Graphics: The costly price of Australia's trade row with China
By Pan Zhaoyi

The Chinese government's indefinite suspension of a key economic dialogue with Australia two weeks ago is the latest development in the diplomatic row between the two nations.

The decision to stop all activities under the framework of the China-Australia Strategic Economic Dialogue was made following Canberra's recent restrictions on and suppression of some of the two-way trade and investment projects, China's top economic planner said.

On Tuesday, Jin Xiandong, spokesperson for China's National Development and Reform Commission, urged Australia to stop interfering in the trade cooperation between the two countries and treat Chinese companies fairly.

Earlier, Australian Trade Minister Dan Tehan said Beijing's decision was "disappointing" but added that Canberra was still open to discussions.

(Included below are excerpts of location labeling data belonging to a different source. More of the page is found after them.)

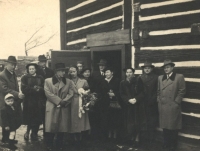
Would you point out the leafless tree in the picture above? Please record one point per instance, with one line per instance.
(35, 41)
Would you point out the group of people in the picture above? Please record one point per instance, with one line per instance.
(127, 110)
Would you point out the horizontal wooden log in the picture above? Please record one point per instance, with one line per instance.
(97, 5)
(111, 26)
(188, 72)
(176, 22)
(190, 107)
(194, 130)
(161, 55)
(170, 40)
(70, 3)
(109, 38)
(166, 9)
(190, 121)
(95, 18)
(76, 46)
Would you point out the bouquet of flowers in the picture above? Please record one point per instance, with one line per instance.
(86, 100)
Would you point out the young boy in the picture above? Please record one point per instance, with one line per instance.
(11, 121)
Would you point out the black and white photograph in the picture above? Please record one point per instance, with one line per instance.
(100, 75)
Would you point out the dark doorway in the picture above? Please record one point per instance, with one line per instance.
(114, 55)
(113, 59)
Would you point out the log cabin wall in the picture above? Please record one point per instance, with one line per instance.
(162, 29)
(82, 17)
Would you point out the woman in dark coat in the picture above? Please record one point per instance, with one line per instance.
(149, 82)
(32, 85)
(109, 92)
(130, 109)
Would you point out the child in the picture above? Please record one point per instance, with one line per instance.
(10, 117)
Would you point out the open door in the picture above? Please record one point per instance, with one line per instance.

Bilateral relations have soured since last year when Australia imposed anti-dumping duties on some Chinese products and banned Huawei from building its 5G network on national security grounds. Ties have also been further strained over a differing stance on China's Xinjiang, Hong Kong and Taiwan issues and the COVID-19 pandemic. 

As a result, Chinese investment in Australia plummeted by over 61 percent in 2020, hitting a record low over the past six years, according to a database released in March.

The number of investment transactions in 2020 contracted to 20 from 111 in 2016, with a more than ten-time value shrink, the Chinese Investment in Australia Database (CHIIA) at the Australian National University shows.

The decline in Chinese investment in Australia is much larger than the falling global foreign investment last year caused by the COVID-19 pandemic, said Dr Shiro Armstrong, director of the East Asian Bureau of Economic Research at the Australian National University.

How reliant is Australia on China?

The CHIIA report indicates that almost every sector of the Australian economy has seen Chinese investment activity. Industries like real estate, agriculture, mining, education tourism are heavily reliant on Chinese buyers.

Australia has grown to be the most popular destination for Chinese outbound real estate investment in 2016, data from Knight Frank shows. 

China is also Australia's largest and most valuable inbound tourism market, with 1.4 million Chinese visitors spending 12.4 billion Australian dollars in 2019 before the closure of international borders due to COVID-19, according to the Australian Government Department of Foreign Affairs and Trade.

In the education sector, although the number of Chinese students in Australia saw a 10-percent drop in 2020 due to the tensions in bilateral relations, China is still the biggest source of international students for the country. Chinese students accounted for 28 percent of the total foreign students last year, data from the Australian Department of Education, Skills and Employment showed.

On the other hand, China has been Australia's largest trading partner for almost 10 years. In 2019, its trading volume accounted for 32.6 percent of Australia's total exports.

China remained the top market for almost all of Australia's top 10 exported goods and services. Resources like iron ore, copper ore, natural gas and gold are the backbone of Australia's exports to China.

Agriculture and food products, including meat, wine, wool, fruit and nuts, seafood, grains and dairy, have long been held dear by Chinese consumers.

In fact, due to the geographic proximity, the two countries can complement each other in many ways, especially economically.

What's next for bilateral relations?

Launched in 2014, the China-Australia Strategic Economic Dialogue has served as a crucial part to consolidate bilateral relations. The two sides had been using the dialogue to strengthen economic ties by conducting strategic dialogue in the key areas of the economy and investment.

The suspension would bring losses to many Chinese consumers, but the impact on Australia is much more severe, said Wang Fan, vice president of China Foreign Affairs University.

"Beijing can expect the bilateral relations could soon be back on track but also need to prepare for the worst," Wang said, adding that it depends on what action Australia is going to take.